До работы мне полтора часа езды. Ежедневно нужно было утром умыть Николая, перестелить постель, покормить его завтраком. Вставала я в пять утра, в шесть уже уходила.

Николай оставался один. Дверь я запирала, чтобы его никто не беспокоил. Тонкая палочка с марлей на конце, заменявшая Николаю малоподвижные руки, была единственной вещью, к которой он прикасался в мое отсутствие. Такой режим едва ли оказался бы под силу даже здоровому человеку. Каждый раз, возвращаясь, я видела его измученное лицо и не могла сдержать слез…

— Не волнуйся, Раюша, — утешал он меня, — мне не скучно, я весело провожу время в мечтаниях, а вот кушать давай скорее.

— Всех своих мечтаний я не выразил бы в десяти томах, — сказал он как-то. — Мечтаю всегда, с утра до вечера, даже ночью… Мечта для меня — одна из самых чудесных зарядок…

Быстро закончив хозяйственные дела, я бралась за газеты. От событий тех дней, от производственных побед страны вновь и вновь мы возвращались к делам фабрики, где я работала.
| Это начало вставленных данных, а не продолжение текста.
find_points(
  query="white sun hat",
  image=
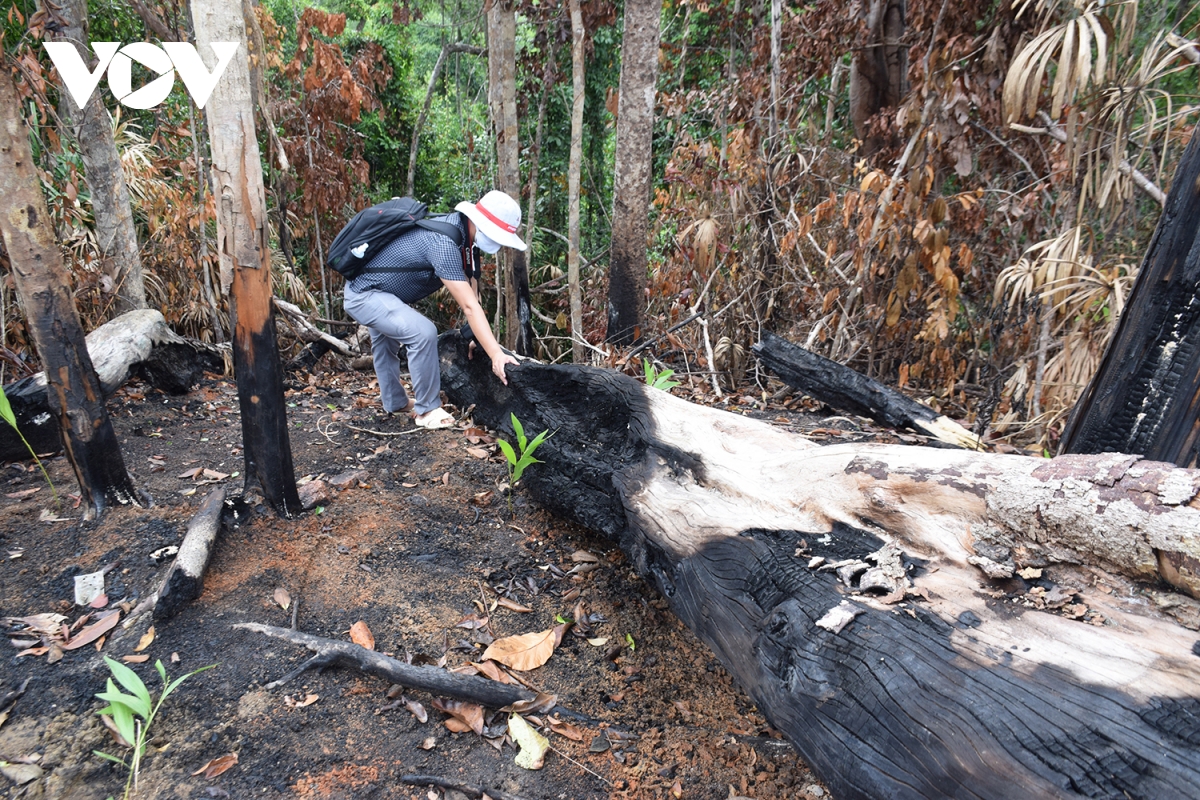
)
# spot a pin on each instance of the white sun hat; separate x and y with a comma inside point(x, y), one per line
point(497, 217)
Я была кандидатом и готовилась стать членом партии. Николай помогал мне, радовался моим успехам. «Раенька работает и растет, как партиец, быстро и правильно, — напишет он Жигиревой 16 июля 1930 года. — Славная пацанка, живем мы с ней в доску, по-хорошему. Хоть в этом мне в жизни повезло».
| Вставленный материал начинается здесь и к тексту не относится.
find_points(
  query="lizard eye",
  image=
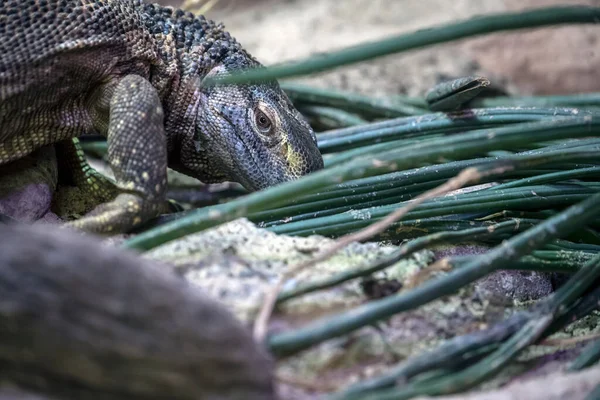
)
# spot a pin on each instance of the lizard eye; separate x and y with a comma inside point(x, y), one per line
point(262, 121)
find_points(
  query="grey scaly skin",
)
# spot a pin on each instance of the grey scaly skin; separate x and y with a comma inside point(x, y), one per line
point(134, 72)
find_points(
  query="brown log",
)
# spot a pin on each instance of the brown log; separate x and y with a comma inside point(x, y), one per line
point(80, 320)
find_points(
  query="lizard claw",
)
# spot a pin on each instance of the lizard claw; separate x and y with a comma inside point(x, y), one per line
point(122, 214)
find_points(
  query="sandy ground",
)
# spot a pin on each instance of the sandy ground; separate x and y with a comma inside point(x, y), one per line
point(553, 60)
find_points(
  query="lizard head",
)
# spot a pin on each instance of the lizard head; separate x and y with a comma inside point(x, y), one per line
point(250, 134)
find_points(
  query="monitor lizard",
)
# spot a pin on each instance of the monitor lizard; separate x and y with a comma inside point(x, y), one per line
point(134, 72)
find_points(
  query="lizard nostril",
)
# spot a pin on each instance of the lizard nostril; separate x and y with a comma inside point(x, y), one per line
point(285, 149)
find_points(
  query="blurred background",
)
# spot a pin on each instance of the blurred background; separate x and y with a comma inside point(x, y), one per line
point(544, 61)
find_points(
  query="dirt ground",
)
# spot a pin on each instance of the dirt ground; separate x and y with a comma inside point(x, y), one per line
point(541, 61)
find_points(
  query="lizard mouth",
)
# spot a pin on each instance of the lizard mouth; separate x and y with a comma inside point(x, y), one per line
point(240, 170)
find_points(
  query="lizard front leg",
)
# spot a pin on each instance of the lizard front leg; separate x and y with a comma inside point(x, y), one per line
point(137, 153)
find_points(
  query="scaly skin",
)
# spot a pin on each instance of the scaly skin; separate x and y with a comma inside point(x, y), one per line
point(133, 72)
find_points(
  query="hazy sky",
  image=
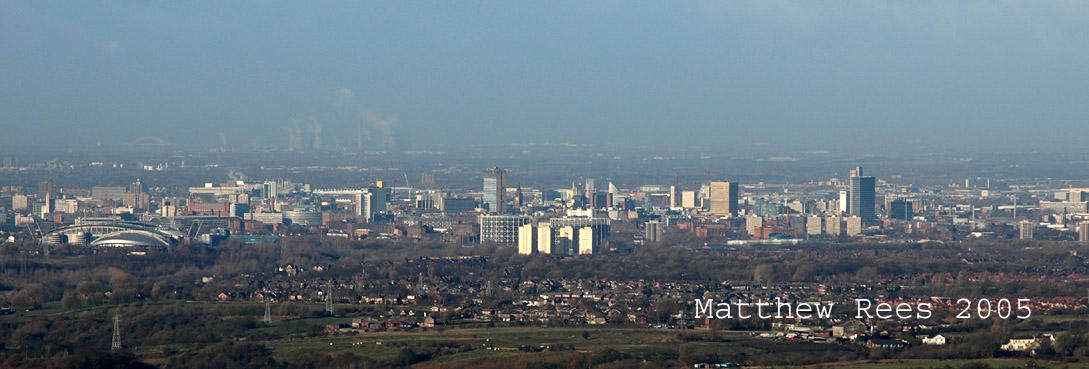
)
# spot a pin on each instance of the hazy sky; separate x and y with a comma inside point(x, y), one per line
point(726, 75)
— Если жена будет отставать от мужа, — говорил он мне в своей шутливой манере, — брак будет неравный, а неравный брак разрушает счастье.

Кажется, он снова верил в счастье. А для него вера означала уже почти уверенность.

Как-то я читала ему вслух какой-то роман. Лежа на высоко взбитых подушках, Николай внимательно, не прерывая, слушал. И вдруг остановил меня:

— Что, что сказал этот герой?

— «Люблю прозябать, все-таки какая-то надежда есть», — еще раз прочла я реплику одного из персонажей.

Николай тронул меня рукой за локоть:

— Помнишь, Рая, я тебе говорил, что не люблю слова «надежда». Видишь, здесь тоже подмечено, что надежда и прозябание фактически синонимы. Что было бы, если бы мы в 17-м году на что-то и на кого-то надеялись!

Вот письмо Розе Ляхович, написанное Островским в конце апреля 1930 года и хорошо раскрывающее его тогдашнее состояние:

«Дорогой тов. Розочка! Хотя сил нет, но берусь за карандаш. У меня вообще хватает горя, и еще одно горе — вас не будет[23]. Я вас так ожидал. Ведь не надо же горы писем писать, чтобы доказать факт крепкой дружбы, нас всех соединяющей. Точка. Экономлю силы. Итак, я, получив еще один удар по голове, инстинктивно выставляю руку, ожидаю очередного, так как я, как только покинул Сочи, стал учебной мишенью для боксеров разного вида; говорю — мишенью потому, что только получаю, а ответить не могу. Не хочу писать о прошлом, об операции и всей сумме физических лихорадок. Это уже прошлое. Я стал суровее, старше и, как ни странно, еще мужественнее, видно, потому, что подхожу ближе к конечному пункту борьбы.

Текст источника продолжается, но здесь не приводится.